I've been struggling with even getting to
blog because I was thinking that if my share was not of a warm/fuzzy nature,
you all would think me to be a fraud. When in reality... this IS reality. Truth
is, no one is 'perfect', least of all me. I have my good times and I have my
bad times. And of late I've been telling myself repeatedly that I just need to,
'get back to my old self.' Ever since my family moved, I've felt as if I've
been stuck in some sort of loop. Everything seems familiar, constant moments of
deja vu. Yet at the same time I can feel some funky shyt brewing in my gut. (And
I'm not talking stomach issues) I've been feeling like a shell that is walking
through the motions of life, while fighting tooth-and-nail to return to my
soul's true purpose. Constantly looking over my shoulder to try to identify the
part of myself that I somehow lost in hopes of getting it back.

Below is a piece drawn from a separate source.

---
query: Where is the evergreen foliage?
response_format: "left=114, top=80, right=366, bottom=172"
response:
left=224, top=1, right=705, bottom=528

Well, the truth is... I was/ have been the
only one holding myself back. So comfortable in the person I was yesterday,
afraid to step into the present and embrace the truth that I am no longer that
woman.
Change is inevitable. It shows progress
(ideally) and if we allow it to flow in the direction our soul is calling, we
can welcome our truth and promise. I've been holding myself back and in turn
preventing myself from shining my light for others to see. I've been living my
life through what I assumed was my forever, when HE was trying to shove me into
amazing growth.
So here it is, and here am I... I'm
flawed, but that also makes me perfect (lol, gotta love the irony in that). I
have a rager's temper but I also have the heart of a compassionate healer. I am
recognizing that I don't need to forsake one part of me for the sake of the
other. I'm changing and that's OK.
It's time to stop slouching and accept
that I'm growing.
*Peace and blessings*
Side note... I have the flu y'all... send
some healing to ya girl, I'm starting to get stir crazy!!!!!!